Le papier est gondolé, un peu déchiré sur une longueur, et la peinture, déjà sèche et bien trop épaisse, se détache par endroits. Tout en bas de la feuille, des initiales ont été inscrites, ainsi que la date et un petit smiley souriant. Dans cinq, dix, vingt ans, cette peinture maladroite et naïve sera un souvenir doux pour une petite fille devenue adolescente, jeune fille, femme.
La feuille rejoint un tas d’autres feuilles, qui ont elles aussi reçu leurs initiale et leur date. Tous les dessins ont eu droit à un smiley, sur ce dessin, il est un peu moins souriant, les consignes n’ont pas été respectées.  L’odeur de la peinture rempli toute la pièce, et Harry sait qu’il y’a de la peinture sur le sol. Les femmes de ménage vont râler, vont sans doute lui dire, encore, que c’est à lui de tout nettoyer.
Il observe la dernière peinture, qu’il a laissée de côté exprès. En bas, il note S. M. pour Scorpius Malfoy. Le gamin a commencé sa vie avec un nom à coucher dehors, mais il n’en est pas moins talentueux. Il n’a que six ans, bien sûr, mais il est à l’aise avec les couleurs, même s’il ne s’en sert que pour exprimer une tristesse qui vient confirmer tous les doutes de Harry à son sujet.

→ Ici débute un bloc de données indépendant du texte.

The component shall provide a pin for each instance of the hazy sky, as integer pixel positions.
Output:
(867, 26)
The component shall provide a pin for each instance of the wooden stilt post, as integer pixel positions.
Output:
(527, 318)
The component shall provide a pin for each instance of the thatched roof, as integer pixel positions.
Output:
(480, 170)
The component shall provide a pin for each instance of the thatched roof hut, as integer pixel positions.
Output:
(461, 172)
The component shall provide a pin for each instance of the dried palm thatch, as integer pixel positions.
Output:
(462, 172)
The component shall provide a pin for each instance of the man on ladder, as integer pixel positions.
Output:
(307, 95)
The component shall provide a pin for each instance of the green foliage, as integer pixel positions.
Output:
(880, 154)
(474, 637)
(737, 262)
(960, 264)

C’est un petit bonhomme discret. Il a les cheveux d’un blond pale, un petit nez pointu et il vous toise avec arrogance quand vous le surprenez à rêver un peu trop. Le plus frappant, ce sont ses yeux gris-bleus, qui sembler accueillir l’orage quand il est mécontent. Il ne s’est pas fait beaucoup d’amis, depuis la rentrée, il évite les autres, il s’arrange pour qu’on le laisse en paix. Harry l’a bien vu faire, et il s’étonne chaque jour du talent avec lequel le gamin se débrouille pour qu’on le respecte tout en prenant garde à ce qu’on ne s’approche pas trop de lui.
On frappe à la porte. Harry lève les yeux, reconnaît la silhouette derrière la vitre opacifiée.
— Entre, Luna.
Son ami pousse la porte, et entre dans la salle de classe.

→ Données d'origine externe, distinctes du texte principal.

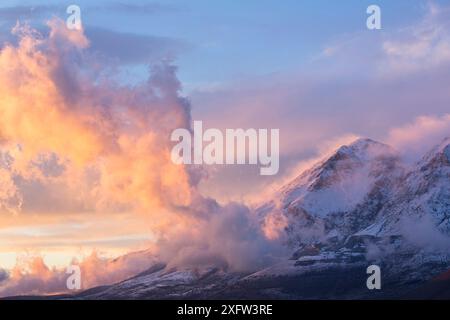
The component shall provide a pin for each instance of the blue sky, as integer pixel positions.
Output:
(225, 40)
(310, 68)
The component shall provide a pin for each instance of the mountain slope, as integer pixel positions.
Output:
(361, 206)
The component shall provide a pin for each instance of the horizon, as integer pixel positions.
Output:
(88, 115)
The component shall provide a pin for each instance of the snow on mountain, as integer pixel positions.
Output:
(358, 207)
(339, 195)
(422, 198)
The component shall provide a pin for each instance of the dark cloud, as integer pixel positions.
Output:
(131, 48)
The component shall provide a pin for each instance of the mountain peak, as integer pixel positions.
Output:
(440, 154)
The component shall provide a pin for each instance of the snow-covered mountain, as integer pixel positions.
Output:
(360, 206)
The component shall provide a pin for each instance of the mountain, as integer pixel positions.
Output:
(358, 207)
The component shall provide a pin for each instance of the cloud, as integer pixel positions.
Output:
(130, 48)
(423, 46)
(415, 138)
(74, 140)
(31, 276)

Elle est amusante, et un peu étrange. Elle est surtout l’archétype de l’enseignante originale qui, à sa façon, a voulu rester dans l’enfance. Aujourd’hui, elle porte un pantalon d’un rose fuchsia qui brûle la rétine de Harry, un pull jaune fin qu’elle a elle-même tricoté, et des boucles d’oreilles en forme de radis.
— Tu ne devrais pas t’inquiéter, chantonne-t-elle en s’avançant entre les tables jusqu’au bureau de Harry.
— Comment le sais-tu ?
— Tu ne restes ici que lorsque tu es inquiet pour un élève. Et depuis la rentrée, il n’y a qu’un élève qui t’inquiète.

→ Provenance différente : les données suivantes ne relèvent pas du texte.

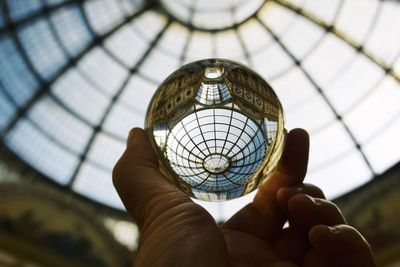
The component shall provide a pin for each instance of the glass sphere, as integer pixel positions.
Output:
(218, 128)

— Il ne m’inquiète pas vraiment.
— Pourtant, il devrait t’inquiéter, insiste Luna.
Harry lève les yeux vers elle.
— Il t’inquiète ? demande-t-il.
— Tout le monde trouve Scorpius bizarre….
— Tout le monde te trouve bizarre. Tu ne m’inquiètes pas pour autant, réplique Harry en se concentrant à nouveau sur ses feuilles.
— Ca n’est pas très sympa, Harry.
— Que veux-tu que je te dise ? Ce gamin a perdu sa mère…
— Comme la petite Magda l’année dernière avait perdu son père. Ton grand cœur est une qualité que j’aime profondément chez toi, mais est-ce que tu vas te rendre malade pour tous les enfants qui ont perdu un parent ?
— Je vais donner rendez-vous à son père.
— Malfoy ? Il n’est jamais venu à aucun rendez-vous les années précédentes, ni à la réunion de rentrée, lui rappelle Luna, à juste titre.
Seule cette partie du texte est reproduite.